LLM AI Clients Technical Documentation

1. Overview

Purpose: The LLM client module of the AIECS system provides a unified large language model interface, supporting three major AI service providers: OpenAI, Google Vertex AI, and xAI (Grok). Through abstract base class design, this module implements a unified calling interface for multiple vendors, solving critical issues such as complex AI service integration, vendor lock-in, and cost control.

Core Value:

  • Unified Interface: Provides consistent API calling methods, shielding differences between vendors

  • Multi-Vendor Support: Simultaneously supports three major services: OpenAI, Vertex AI, and xAI

  • Cost Control: Built-in token cost estimation and usage statistics

  • High Availability: Integrated retry mechanisms and error handling

  • Streaming Support: Supports real-time streaming text generation

2. Problem Background & Design Motivation

2.1 Business Pain Points

The following challenges are faced in AI application development:

  1. Vendor Lock-in Risk: Single vendor dependency leads to business risks

  2. Inconsistent Interfaces: Different vendor APIs vary greatly, high development costs

  3. Uncontrollable Costs: Lack of unified cost monitoring and optimization mechanisms

  4. Availability Guarantee: Single point of failure affects business continuity

  5. Performance Optimization: Lack of unified performance monitoring and tuning

2.2 Design Motivation

Based on the above pain points, a unified LLM client architecture was designed:

  • Abstraction Design: Define unified interface through BaseLLMClient

  • Multi-Vendor Adaptation: Implement dedicated clients for each vendor

  • Cost Transparency: Built-in token cost calculation and statistics

  • Fault Tolerance: Integrated retry and degradation strategies

3. Architecture Positioning & Context

3.1 System Architecture Diagram

graph TB
    subgraph "Business Layer"
        A[Chat Service] --> B[Document Processing]
        B --> C[Code Generation]
    end
    
    subgraph "LLM Client Layer"
        D[BaseLLMClient] --> E[OpenAIClient]
        D --> F[VertexAIClient]
        D --> G[XAIClient]
    end
    
    subgraph "External Services"
        H[OpenAI API] --> I[GPT-4/GPT-3.5]
        J[Google Vertex AI] --> K[Gemini 2.5]
        L[xAI API] --> M[Grok Series]
    end
    
    subgraph "Infrastructure"
        N[Configuration Management] --> O[API Keys]
        P[Monitoring System] --> Q[Cost Statistics]
    end
    
    A --> D
    E --> H
    F --> J
    G --> L
    D --> N
    D --> P

3.2 Upstream and Downstream Dependencies

Upstream Callers:

  • Business service layer (chat, document processing, etc.)

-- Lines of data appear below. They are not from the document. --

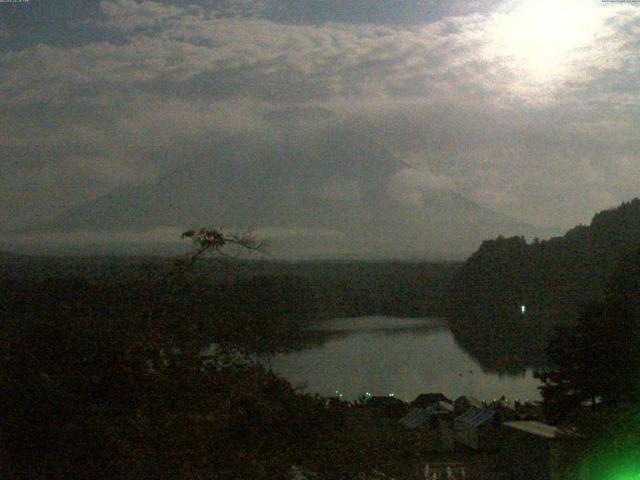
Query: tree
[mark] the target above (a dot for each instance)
(598, 359)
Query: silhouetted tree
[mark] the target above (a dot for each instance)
(598, 359)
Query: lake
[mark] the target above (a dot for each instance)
(403, 356)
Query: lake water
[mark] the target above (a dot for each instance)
(403, 356)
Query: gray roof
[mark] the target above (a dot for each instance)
(536, 428)
(416, 418)
(474, 417)
(471, 400)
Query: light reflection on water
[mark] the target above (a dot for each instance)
(405, 356)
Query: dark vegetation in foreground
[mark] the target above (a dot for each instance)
(273, 301)
(554, 279)
(104, 379)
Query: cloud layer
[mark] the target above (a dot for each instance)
(461, 93)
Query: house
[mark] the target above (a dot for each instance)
(390, 407)
(534, 450)
(425, 400)
(438, 420)
(426, 417)
(464, 403)
(478, 428)
(417, 418)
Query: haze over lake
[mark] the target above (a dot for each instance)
(404, 356)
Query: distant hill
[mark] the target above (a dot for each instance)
(328, 199)
(553, 280)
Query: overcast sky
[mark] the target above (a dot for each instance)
(527, 107)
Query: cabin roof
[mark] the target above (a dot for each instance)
(537, 428)
(475, 417)
(427, 398)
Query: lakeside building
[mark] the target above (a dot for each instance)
(464, 403)
(478, 429)
(533, 450)
(426, 400)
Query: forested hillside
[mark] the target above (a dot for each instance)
(553, 280)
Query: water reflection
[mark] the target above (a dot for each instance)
(386, 355)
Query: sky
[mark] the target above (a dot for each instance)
(526, 109)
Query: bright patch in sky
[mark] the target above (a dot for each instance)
(541, 39)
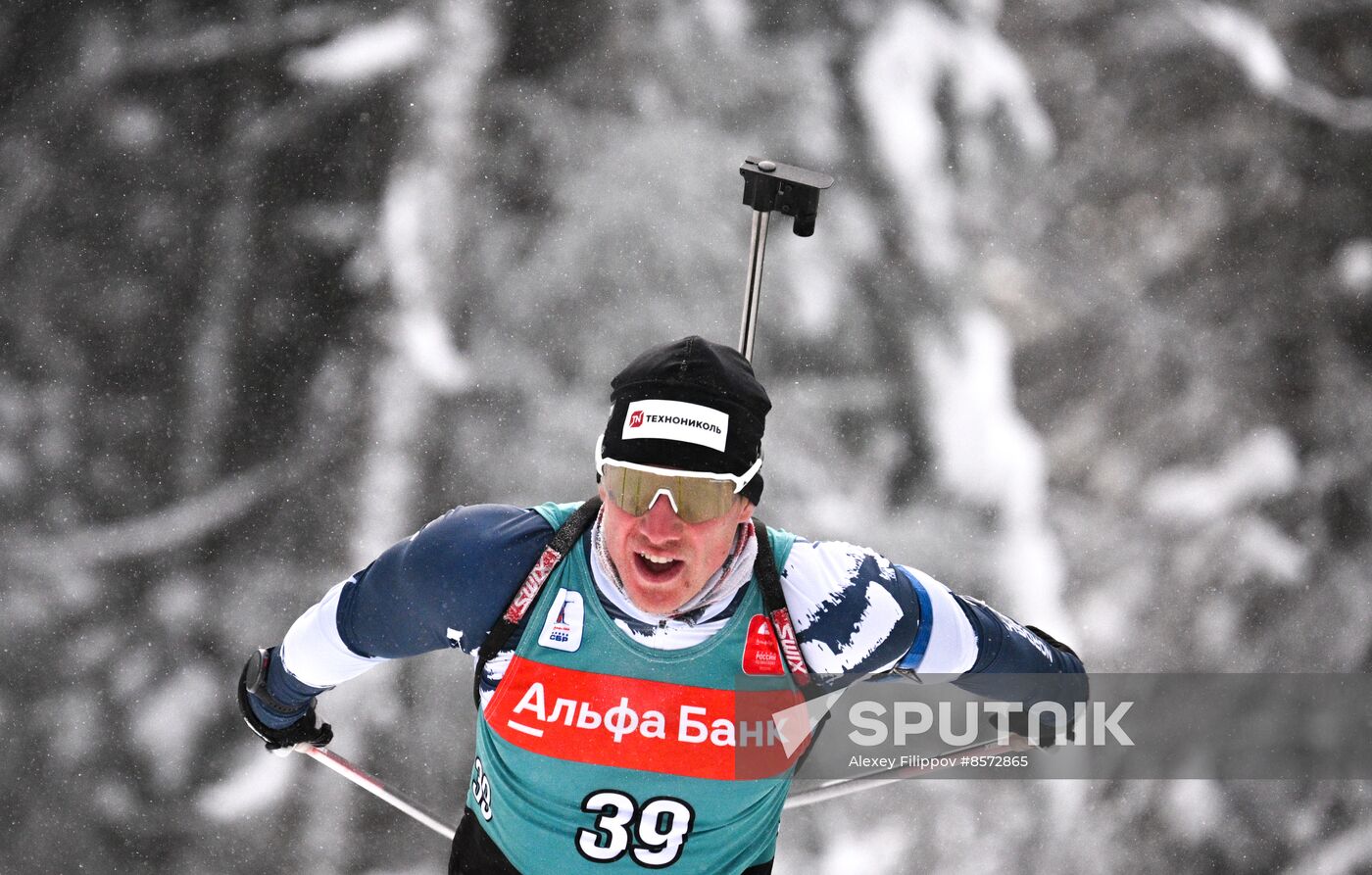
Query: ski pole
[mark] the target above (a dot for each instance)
(871, 781)
(770, 185)
(374, 788)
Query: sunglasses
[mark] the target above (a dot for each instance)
(696, 497)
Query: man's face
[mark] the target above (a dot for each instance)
(692, 550)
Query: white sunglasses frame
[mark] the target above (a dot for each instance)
(738, 480)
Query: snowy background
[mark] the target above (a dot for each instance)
(1086, 329)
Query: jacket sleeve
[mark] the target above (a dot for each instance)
(442, 587)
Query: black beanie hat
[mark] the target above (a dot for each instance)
(692, 405)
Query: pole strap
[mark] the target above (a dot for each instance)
(774, 603)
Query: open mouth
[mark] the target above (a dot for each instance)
(655, 568)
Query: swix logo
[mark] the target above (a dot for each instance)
(789, 646)
(563, 627)
(528, 590)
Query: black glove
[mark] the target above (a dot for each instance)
(253, 683)
(1052, 735)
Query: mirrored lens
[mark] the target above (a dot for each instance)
(697, 500)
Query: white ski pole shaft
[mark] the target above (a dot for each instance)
(752, 295)
(880, 779)
(374, 788)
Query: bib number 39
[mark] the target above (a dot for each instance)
(654, 833)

  • Callback processors (token statistics, monitoring, etc.)

Downstream Dependencies:

  • Vendor API services

  • Configuration management system

  • Monitoring and logging systems

4. Core Features & Use Cases

4.1 OpenAI Client

Core Features:

  • Supports GPT-4, GPT-3.5, and other models

  • Built-in cost estimation

  • Retry mechanism and error handling

  • Streaming text generation

Usage Scenarios:

from aiecs.llm.openai_client import OpenAIClient
from aiecs.llm.base_client import LLMMessage

# Create client
client = OpenAIClient()

# Basic text generation
messages = [
    LLMMessage(role="user", content="Explain quantum computing")
]
response = await client.generate_text(messages, model="gpt-4")
print(f"Response: {response.content}")
print(f"Cost: ${response.cost_estimate:.4f}")

# Streaming generation
async for chunk in client.stream_text(messages):
    print(chunk, end="", flush=True)

4.2 Vertex AI Client

Core Features:

  • Supports Gemini 2.5 series models

  • Google Cloud authentication integration

  • Safety filter configuration

  • Asynchronous execution support

Usage Scenarios:

from aiecs.llm.vertex_client import VertexAIClient

# Create client
client = VertexAIClient()

# Multi-turn conversation
messages = [
    LLMMessage(role="user", content="Hello"),
    LLMMessage(role="assistant", content="Hello! How can I help you?"),
    LLMMessage(role="user", content="Please write a poem")
]
response = await client.generate_text(messages, model="gemini-2.5-pro")

4.3 xAI Client

Core Features:

  • Supports Grok series models

  • OpenAI API format compatibility

  • Model mapping and alias support

  • Long timeout configuration

Usage Scenarios:

from aiecs.llm.xai_client import XAIClient

# Create client
client = XAIClient()

# Use different Grok models
models = ["grok-4", "grok-3-reasoning", "grok-3-mini"]
for model in models:
    response = await client.generate_text(messages, model=model)
    print(f"{model}: {response.content[:100]}...")

5. API Reference

5.1 BaseLLMClient Abstract Base Class

Constructor

def __init__(self, provider_name: str)

Abstract Methods

generate_text
async def generate_text(
    self,
    messages: List[LLMMessage],
    model: Optional[str] = None,
    temperature: float = 0.7,
    max_tokens: Optional[int] = None,
    **kwargs
) -> LLMResponse

Parameters:

  • messages: Message list

  • model: Model name (optional)

  • temperature: Temperature parameter (0.0-1.0)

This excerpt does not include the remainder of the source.